# data_processing.py
import torch
from torch.utils.data import Dataset, DataLoader
import pandas as pd
from pathlib import Path
import logging
import albumentations as A
from albumentations.pytorch import ToTensorV2
import cv2
from transformers import AutoTokenizer
from typing import Optional, List, Tuple
from sklearn.model_selection import train_test_split
import re
import nltk
from nltk.tokenize import sent_tokenize
from nltk.corpus import stopwords
nltk.download('punkt')
nltk.download('stopwords')
# Define findings columns at the module level
findings_columns = [
'Enlarged Cardiomediastinum',
'Cardiomegaly',
'Lung Opacity',
'Lung Lesion',
'Edema',
'Consolidation',
'Pneumonia',
'Atelectasis',
'Pneumothorax',
'Pleural Effusion',
'Pleural Other',
'Fracture',
'Support Devices',
'No Finding'
]
class ChestXrayDataset(Dataset):
def __init__(
self,
data_frame: pd.DataFrame,
transform: Optional[A.Compose] = None,
is_training: bool = True,
max_length: int = 512
):
self.data = data_frame
self.transform = transform or self._get_default_transforms(is_training)
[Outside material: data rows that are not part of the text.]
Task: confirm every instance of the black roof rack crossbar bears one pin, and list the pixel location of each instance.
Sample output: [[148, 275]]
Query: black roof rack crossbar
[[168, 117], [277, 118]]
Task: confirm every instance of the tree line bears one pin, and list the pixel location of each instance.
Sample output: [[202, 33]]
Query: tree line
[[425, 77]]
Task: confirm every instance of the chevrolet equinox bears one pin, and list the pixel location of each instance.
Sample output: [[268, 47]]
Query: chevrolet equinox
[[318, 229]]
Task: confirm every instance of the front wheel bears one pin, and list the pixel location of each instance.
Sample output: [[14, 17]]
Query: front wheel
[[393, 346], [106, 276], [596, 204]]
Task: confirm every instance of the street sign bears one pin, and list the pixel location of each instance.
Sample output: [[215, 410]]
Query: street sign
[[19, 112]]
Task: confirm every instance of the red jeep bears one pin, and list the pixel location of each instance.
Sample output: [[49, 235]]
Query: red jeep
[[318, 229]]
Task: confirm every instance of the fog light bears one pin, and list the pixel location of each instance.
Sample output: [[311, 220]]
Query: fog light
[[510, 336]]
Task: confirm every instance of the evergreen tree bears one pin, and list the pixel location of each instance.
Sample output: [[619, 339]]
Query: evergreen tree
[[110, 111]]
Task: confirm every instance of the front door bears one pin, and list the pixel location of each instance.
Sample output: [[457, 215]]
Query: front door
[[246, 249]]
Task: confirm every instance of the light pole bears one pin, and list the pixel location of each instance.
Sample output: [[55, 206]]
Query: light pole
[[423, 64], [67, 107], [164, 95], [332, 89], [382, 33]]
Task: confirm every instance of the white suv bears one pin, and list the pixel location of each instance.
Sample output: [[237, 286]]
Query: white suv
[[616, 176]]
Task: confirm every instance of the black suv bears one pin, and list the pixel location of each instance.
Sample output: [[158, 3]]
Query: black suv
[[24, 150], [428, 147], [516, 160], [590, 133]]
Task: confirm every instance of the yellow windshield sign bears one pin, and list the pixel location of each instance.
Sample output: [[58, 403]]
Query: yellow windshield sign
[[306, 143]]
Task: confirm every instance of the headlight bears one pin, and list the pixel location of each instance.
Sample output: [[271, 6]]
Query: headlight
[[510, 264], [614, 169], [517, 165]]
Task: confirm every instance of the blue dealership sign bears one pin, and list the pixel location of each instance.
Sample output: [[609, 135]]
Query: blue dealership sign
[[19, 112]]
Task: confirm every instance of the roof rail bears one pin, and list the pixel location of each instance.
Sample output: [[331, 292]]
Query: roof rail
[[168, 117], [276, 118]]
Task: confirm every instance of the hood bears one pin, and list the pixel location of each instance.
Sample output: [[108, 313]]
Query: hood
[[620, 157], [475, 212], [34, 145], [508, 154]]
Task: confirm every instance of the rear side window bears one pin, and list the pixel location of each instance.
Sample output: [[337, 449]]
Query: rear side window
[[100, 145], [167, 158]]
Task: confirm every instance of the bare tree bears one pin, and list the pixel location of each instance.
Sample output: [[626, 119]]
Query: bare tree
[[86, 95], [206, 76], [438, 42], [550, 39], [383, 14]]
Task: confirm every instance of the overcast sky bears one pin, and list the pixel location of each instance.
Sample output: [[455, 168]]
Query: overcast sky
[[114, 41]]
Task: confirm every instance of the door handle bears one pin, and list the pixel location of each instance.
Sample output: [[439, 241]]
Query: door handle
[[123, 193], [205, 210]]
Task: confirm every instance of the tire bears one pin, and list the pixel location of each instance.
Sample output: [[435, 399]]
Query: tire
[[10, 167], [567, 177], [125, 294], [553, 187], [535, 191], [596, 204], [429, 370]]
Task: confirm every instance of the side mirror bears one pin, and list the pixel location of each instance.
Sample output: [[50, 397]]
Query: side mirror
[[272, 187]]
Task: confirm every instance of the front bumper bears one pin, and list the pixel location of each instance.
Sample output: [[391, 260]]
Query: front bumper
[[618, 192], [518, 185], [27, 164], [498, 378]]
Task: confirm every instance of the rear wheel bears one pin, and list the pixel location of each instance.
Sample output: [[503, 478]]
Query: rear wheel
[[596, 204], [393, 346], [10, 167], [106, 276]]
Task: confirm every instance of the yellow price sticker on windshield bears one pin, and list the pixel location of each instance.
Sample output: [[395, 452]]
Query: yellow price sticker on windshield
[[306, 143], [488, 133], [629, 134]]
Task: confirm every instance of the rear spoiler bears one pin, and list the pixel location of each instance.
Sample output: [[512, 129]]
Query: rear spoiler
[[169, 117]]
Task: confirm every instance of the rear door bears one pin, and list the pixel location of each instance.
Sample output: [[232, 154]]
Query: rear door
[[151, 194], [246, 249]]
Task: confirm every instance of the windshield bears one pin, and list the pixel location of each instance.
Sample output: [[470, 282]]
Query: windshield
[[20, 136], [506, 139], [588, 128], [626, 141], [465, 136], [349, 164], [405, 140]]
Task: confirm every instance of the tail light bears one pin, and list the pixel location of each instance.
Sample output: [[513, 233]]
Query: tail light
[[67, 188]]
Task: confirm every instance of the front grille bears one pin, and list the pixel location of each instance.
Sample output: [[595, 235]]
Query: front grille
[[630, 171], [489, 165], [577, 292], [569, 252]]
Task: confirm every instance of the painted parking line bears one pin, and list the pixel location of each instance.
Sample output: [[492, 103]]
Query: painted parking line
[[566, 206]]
self.is_training = is_training
self.max_length = max_length
# Medical terms and abbreviations mapping
self.medical_abbreviations = {
'ap': 'anteroposterior',
'pa': 'posteroanterior',
'lat': 'lateral',
'bilat': 'bilateral',
'w/': 'with',
'w/o': 'without',
'vs': 'versus',
'etc': 'etcetera',
'aka': 'also known as',
'cf': 'compare',
're': 'regarding',
'esp': 'especially',
}
self.findings_columns = findings_columns
self.tokenizer = AutoTokenizer.from_pretrained('microsoft/biogpt')
self._preprocess_dataset()
def _clean_text(self, text: str) -> str:
"""Enhanced text cleaning function"""
if not isinstance(text, str):
return ""
# Convert to lowercase
text = text.lower()
# Replace medical abbreviations
for abbr, full in self.medical_abbreviations.items():
text = re.sub(r'\b' + abbr + r'\b', full, text)
# Remove special characters but keep necessary punctuation
text = re.sub(r'[^a-zA-Z0-9\s.,;:()/\-]', '', text)
# Standardize spacing
text = re.sub(r'\s+', ' ', text)
# Standardize sentence endings
text = re.sub(r'\.+', '.', text)
# Fix spacing around punctuation
text = re.sub(r'\s+([.,;:])', r'\1', text)
return text.strip()
def _preprocess_dataset(self):
"""Enhanced dataset preprocessing"""
initial_len = len(self.data)
# Convert image paths to Path objects
self.data['image_path'] = self.data['image_path'].apply(lambda x: Path(x))
# Clean and preprocess text fields (actual report)
self.data['findings_text'] = self.data['findings'].apply(self._clean_text)
# Remove invalid entries
valid_data = (
self.data['findings_text'].notna() &
(self.data['findings_text'].str.strip().str.len() > 0) &
self.data['image_path'].apply(lambda x: x.exists())
)
self.data = self.data[valid_data].reset_index(drop=True)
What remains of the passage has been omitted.